Offer details & charges
- Offer size: £20 million top-up
- Minimum investment: £5,000
- Maximum investment: £200,000 per tax year
- Initial charge: 2% (advised retail or direct investors) 4% (execution only or professional clients)
- Management charge: 1.8% p.a. of net assets
Key risks associated with Downing ONE are listed below. Please refer to the Prospectus for a full list of risk factors.
- Capital is at risk: The value of shares in the VCT can fluctuate. There is no guarantee that the valuation of shares will fully reflect their underlying net asset value, or that you will be able to buy and sell at that valuation or at all.
- Tax reliefs are not guaranteed: the availability of the tax reliefs depends on the companies invested in maintaining their qualifying status. If Downing ONE does not maintain VCT qualifying status investors could lose the upfront 30% income tax relief and all other tax reliefs. All tax reliefs are subject to change in the future and personal circumstances. Please refer to HM Revenue & Customs’ website for further guidance on the tax reliefs available on VCT investments.
- VCT rules are restrictive: Downing ONE’s ability to obtain maximum value from its investments may be limited by the VCT rules. Changes in the VCT rules may be applied retrospectively and may reduce the level of returns for investors.

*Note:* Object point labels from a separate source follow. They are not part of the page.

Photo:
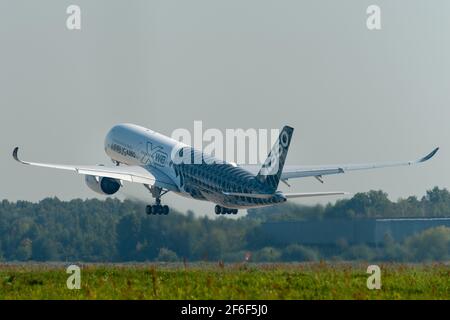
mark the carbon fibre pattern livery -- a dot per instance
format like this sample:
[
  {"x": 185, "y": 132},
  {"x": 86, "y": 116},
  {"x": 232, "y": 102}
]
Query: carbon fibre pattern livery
[{"x": 212, "y": 182}]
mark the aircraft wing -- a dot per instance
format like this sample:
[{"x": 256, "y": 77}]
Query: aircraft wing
[
  {"x": 291, "y": 172},
  {"x": 125, "y": 173}
]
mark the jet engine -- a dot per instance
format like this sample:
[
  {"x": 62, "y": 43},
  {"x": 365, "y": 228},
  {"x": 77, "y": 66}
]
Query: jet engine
[{"x": 102, "y": 185}]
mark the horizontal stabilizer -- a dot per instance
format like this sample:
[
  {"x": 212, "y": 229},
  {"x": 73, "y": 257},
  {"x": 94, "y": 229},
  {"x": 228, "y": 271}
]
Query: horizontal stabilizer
[
  {"x": 314, "y": 194},
  {"x": 250, "y": 195}
]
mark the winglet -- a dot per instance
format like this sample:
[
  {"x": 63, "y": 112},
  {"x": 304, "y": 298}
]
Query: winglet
[
  {"x": 16, "y": 157},
  {"x": 429, "y": 156},
  {"x": 15, "y": 152}
]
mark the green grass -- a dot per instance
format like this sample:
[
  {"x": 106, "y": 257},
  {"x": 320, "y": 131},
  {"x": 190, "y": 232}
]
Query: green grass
[{"x": 218, "y": 281}]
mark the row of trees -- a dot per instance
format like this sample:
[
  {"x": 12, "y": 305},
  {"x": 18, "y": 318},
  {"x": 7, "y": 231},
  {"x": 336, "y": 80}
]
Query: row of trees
[{"x": 113, "y": 230}]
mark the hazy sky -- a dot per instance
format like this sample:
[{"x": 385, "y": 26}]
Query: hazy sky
[{"x": 353, "y": 95}]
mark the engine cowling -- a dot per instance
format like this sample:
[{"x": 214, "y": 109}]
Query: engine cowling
[{"x": 102, "y": 185}]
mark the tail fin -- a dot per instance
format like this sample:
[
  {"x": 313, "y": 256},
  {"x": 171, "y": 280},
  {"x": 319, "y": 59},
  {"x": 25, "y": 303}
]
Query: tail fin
[{"x": 273, "y": 166}]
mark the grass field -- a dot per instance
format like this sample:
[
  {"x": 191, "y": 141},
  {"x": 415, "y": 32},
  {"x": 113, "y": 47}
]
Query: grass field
[{"x": 219, "y": 281}]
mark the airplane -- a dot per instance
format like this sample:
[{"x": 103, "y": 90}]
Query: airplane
[{"x": 165, "y": 165}]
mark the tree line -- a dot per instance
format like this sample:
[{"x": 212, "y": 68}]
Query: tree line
[{"x": 114, "y": 231}]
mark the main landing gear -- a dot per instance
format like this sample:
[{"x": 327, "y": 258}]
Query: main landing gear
[
  {"x": 221, "y": 210},
  {"x": 157, "y": 208}
]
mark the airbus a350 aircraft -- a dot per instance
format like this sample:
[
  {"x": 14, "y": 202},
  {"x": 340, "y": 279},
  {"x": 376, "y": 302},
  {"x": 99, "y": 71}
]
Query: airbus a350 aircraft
[{"x": 152, "y": 159}]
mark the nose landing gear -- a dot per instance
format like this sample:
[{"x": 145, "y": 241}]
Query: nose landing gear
[{"x": 221, "y": 210}]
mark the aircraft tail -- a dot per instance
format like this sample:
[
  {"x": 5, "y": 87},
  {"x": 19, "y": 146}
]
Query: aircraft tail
[{"x": 273, "y": 166}]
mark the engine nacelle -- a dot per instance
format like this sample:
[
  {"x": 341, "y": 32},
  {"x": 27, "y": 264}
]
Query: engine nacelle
[{"x": 102, "y": 185}]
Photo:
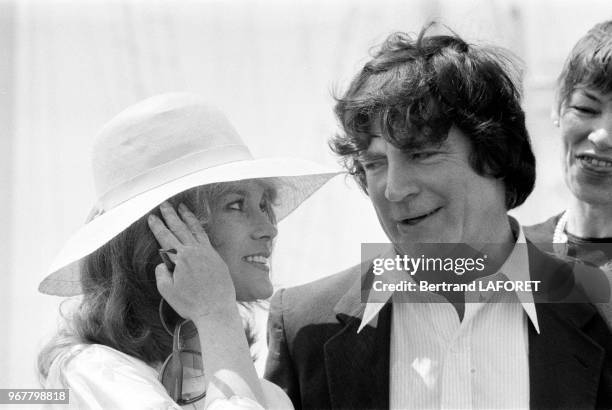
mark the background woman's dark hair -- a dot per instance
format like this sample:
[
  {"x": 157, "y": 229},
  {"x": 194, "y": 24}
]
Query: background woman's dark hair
[
  {"x": 120, "y": 301},
  {"x": 589, "y": 64},
  {"x": 416, "y": 89}
]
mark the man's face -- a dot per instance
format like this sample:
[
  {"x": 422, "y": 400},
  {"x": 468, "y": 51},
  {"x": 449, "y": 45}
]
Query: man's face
[{"x": 432, "y": 194}]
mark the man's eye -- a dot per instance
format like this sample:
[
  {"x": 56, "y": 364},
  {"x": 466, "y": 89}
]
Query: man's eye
[
  {"x": 372, "y": 165},
  {"x": 236, "y": 205},
  {"x": 423, "y": 154}
]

- Past performance: Downing ONE invests in small unlisted companies which, by their nature, are higher risk than larger “blue-chip” companies. Past performance is not a reliable indicator of future performance.
- This is a long-term investment: You should be prepared to hold your shares for a minimum of five years to qualify for the VCT tax reliefs available.

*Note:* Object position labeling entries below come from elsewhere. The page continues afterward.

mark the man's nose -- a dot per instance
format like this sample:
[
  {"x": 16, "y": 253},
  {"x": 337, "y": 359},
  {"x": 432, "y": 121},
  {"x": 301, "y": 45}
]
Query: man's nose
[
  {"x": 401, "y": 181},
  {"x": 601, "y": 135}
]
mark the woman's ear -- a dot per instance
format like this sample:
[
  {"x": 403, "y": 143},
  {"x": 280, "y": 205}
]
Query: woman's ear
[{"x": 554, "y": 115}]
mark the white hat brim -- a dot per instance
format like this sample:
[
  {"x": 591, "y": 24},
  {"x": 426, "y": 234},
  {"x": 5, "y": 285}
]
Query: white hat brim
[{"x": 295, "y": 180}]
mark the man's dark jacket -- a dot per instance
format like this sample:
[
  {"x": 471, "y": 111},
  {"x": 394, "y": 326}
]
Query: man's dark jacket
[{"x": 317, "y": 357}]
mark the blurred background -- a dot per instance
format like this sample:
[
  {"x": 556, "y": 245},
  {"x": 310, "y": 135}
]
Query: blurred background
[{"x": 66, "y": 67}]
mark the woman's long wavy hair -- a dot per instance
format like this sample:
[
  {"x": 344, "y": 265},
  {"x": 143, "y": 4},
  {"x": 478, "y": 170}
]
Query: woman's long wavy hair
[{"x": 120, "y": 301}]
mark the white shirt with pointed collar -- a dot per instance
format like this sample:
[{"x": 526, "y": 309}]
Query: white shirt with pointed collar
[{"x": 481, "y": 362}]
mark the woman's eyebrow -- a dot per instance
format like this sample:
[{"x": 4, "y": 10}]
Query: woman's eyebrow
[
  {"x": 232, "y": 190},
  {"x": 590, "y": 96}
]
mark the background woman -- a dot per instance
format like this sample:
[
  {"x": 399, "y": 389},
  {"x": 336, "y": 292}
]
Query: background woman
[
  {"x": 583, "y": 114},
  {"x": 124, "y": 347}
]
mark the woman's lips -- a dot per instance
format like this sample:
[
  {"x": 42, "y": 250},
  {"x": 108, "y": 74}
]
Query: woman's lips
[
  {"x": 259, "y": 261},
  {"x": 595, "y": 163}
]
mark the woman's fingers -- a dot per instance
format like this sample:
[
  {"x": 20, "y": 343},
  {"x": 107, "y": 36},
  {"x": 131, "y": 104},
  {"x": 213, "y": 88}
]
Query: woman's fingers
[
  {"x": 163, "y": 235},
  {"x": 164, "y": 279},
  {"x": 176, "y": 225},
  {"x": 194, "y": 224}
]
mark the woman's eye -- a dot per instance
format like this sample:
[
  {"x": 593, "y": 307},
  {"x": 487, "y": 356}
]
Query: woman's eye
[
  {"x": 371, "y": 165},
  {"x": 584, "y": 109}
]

- Shares may be difficult to sell: it may prove difficult for shareholders to sell their VCT shares at a fair price, or at all.

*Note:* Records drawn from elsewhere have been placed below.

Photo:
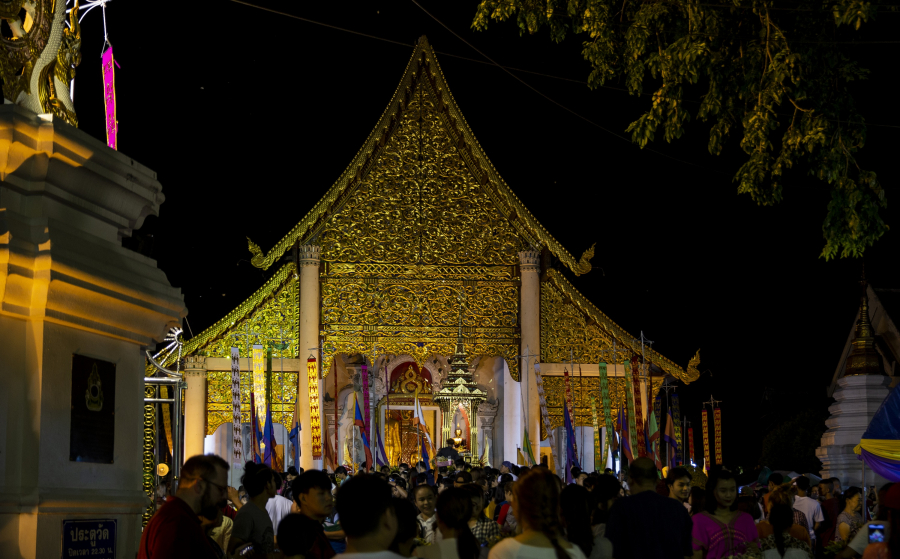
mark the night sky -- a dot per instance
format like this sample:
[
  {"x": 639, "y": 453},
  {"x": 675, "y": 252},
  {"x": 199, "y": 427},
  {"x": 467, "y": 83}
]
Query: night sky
[{"x": 248, "y": 117}]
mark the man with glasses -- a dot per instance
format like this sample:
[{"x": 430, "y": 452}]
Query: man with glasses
[{"x": 175, "y": 530}]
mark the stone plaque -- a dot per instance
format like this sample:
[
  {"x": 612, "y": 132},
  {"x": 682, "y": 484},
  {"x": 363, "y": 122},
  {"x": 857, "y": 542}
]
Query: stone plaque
[{"x": 92, "y": 430}]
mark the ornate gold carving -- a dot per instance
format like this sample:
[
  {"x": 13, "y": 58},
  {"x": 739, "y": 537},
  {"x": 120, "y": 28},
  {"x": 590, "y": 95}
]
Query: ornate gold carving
[
  {"x": 369, "y": 269},
  {"x": 424, "y": 153},
  {"x": 410, "y": 383},
  {"x": 582, "y": 389},
  {"x": 218, "y": 404},
  {"x": 30, "y": 33},
  {"x": 572, "y": 328},
  {"x": 272, "y": 313}
]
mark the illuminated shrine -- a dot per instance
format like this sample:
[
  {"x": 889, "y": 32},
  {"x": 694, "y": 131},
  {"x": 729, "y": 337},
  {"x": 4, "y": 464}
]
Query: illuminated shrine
[{"x": 452, "y": 308}]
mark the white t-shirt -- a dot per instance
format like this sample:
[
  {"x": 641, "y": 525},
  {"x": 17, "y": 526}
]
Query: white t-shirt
[
  {"x": 813, "y": 511},
  {"x": 375, "y": 555},
  {"x": 278, "y": 507},
  {"x": 444, "y": 549},
  {"x": 511, "y": 549}
]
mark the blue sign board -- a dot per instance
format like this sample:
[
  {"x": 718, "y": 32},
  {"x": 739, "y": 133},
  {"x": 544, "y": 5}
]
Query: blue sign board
[{"x": 89, "y": 538}]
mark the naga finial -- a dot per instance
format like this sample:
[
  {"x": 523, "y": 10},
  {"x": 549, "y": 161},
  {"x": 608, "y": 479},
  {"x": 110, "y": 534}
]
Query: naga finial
[{"x": 584, "y": 264}]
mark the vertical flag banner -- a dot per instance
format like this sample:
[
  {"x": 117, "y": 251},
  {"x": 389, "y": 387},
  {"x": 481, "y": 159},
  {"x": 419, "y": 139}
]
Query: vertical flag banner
[
  {"x": 629, "y": 412},
  {"x": 717, "y": 419},
  {"x": 365, "y": 379},
  {"x": 312, "y": 376},
  {"x": 689, "y": 454},
  {"x": 258, "y": 409},
  {"x": 705, "y": 428},
  {"x": 569, "y": 409},
  {"x": 599, "y": 451},
  {"x": 607, "y": 410},
  {"x": 109, "y": 98},
  {"x": 237, "y": 437},
  {"x": 639, "y": 442},
  {"x": 680, "y": 456},
  {"x": 545, "y": 415}
]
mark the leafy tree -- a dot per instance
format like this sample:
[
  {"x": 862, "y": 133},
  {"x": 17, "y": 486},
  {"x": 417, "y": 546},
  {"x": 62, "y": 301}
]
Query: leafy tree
[{"x": 774, "y": 70}]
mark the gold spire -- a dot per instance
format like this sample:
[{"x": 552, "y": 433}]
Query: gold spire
[{"x": 864, "y": 359}]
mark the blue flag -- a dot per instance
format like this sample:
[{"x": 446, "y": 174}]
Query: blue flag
[{"x": 571, "y": 455}]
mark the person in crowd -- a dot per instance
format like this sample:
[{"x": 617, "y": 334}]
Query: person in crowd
[
  {"x": 407, "y": 527},
  {"x": 486, "y": 531},
  {"x": 721, "y": 530},
  {"x": 278, "y": 507},
  {"x": 425, "y": 502},
  {"x": 297, "y": 535},
  {"x": 367, "y": 515},
  {"x": 536, "y": 506},
  {"x": 313, "y": 499},
  {"x": 252, "y": 525},
  {"x": 603, "y": 496},
  {"x": 857, "y": 546},
  {"x": 506, "y": 468},
  {"x": 697, "y": 500},
  {"x": 449, "y": 451},
  {"x": 889, "y": 508},
  {"x": 808, "y": 506},
  {"x": 775, "y": 480},
  {"x": 849, "y": 521},
  {"x": 647, "y": 525},
  {"x": 679, "y": 485},
  {"x": 454, "y": 507},
  {"x": 779, "y": 536},
  {"x": 175, "y": 531},
  {"x": 575, "y": 513}
]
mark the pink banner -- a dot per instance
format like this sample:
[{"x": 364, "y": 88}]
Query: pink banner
[{"x": 109, "y": 98}]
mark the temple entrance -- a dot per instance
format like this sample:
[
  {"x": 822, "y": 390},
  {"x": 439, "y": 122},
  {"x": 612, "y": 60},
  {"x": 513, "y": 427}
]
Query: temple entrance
[{"x": 402, "y": 441}]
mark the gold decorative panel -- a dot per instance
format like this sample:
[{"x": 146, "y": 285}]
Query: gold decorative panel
[
  {"x": 218, "y": 404},
  {"x": 419, "y": 202},
  {"x": 582, "y": 389},
  {"x": 268, "y": 316},
  {"x": 573, "y": 329}
]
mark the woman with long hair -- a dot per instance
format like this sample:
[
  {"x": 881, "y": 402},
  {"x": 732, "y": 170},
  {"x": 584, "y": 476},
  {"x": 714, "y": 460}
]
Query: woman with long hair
[
  {"x": 252, "y": 524},
  {"x": 453, "y": 511},
  {"x": 849, "y": 521},
  {"x": 536, "y": 507},
  {"x": 780, "y": 535},
  {"x": 721, "y": 530},
  {"x": 575, "y": 512}
]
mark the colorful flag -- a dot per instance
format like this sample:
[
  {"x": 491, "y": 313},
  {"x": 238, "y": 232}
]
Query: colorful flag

- Investors may lose money: the value of shares may go down as well as up and shareholders may not receive back the full amount invested. In addition, there is no certainty as to the level of dividends.
- Future changes to legislation: the government is currently undertaking a consultation in connection with its ‘Patient Capital Review’. The outcome of this review could result in changes to government policy on tax relief for investment activities and, perhaps, legislative changes to the VCT Scheme. The government does not generally make retrospective changes to tax legislation but there can be no guarantee that changes to the VCT Scheme will not result in a further increase in the risk profile of investments that can be made by VCTs, could result in the Company having to review its dividend, share buyback or other policies or could possibly result in loss or restriction of tax relief for investors.
About Downing (www.downing.co.uk)
Downing is a London-based FCA authorised and regulated investment manager operating a broad range of tax efficient products. Its Venture Capital Trusts are a type of collective investment scheme which allow investors to support the growth of small UK businesses while receiving attractive tax reliefs in return. The investment manager has 20 years of experience, 35,000 investors and in excess of £950 million of funds under management.
This is for information only and does not form part of a direct offer or invitation to purchase, subscribe for or dispose of securities and no reliance should be placed on it. An investment should only be made based on the product literature or Prospectus. We recommend investors seek professional advice before deciding to invest. Any personal opinions expressed are subject to change and should not be interpreted as advice or a recommendation. Downing LLP is authorised and regulated by the Financial Conduct Authority in the UK (Firm Reference No. 545025). Capital is at risk. The value of investments and any income derived from may go down as well as up and investors may not get back the full amount invested. Terms and conditions apply.
 The intended dividend of at least 4% p.a. is a target and cannot be guaranteed. All dividends are subject to sufficient distributable profits, liquidity and VCT regulations.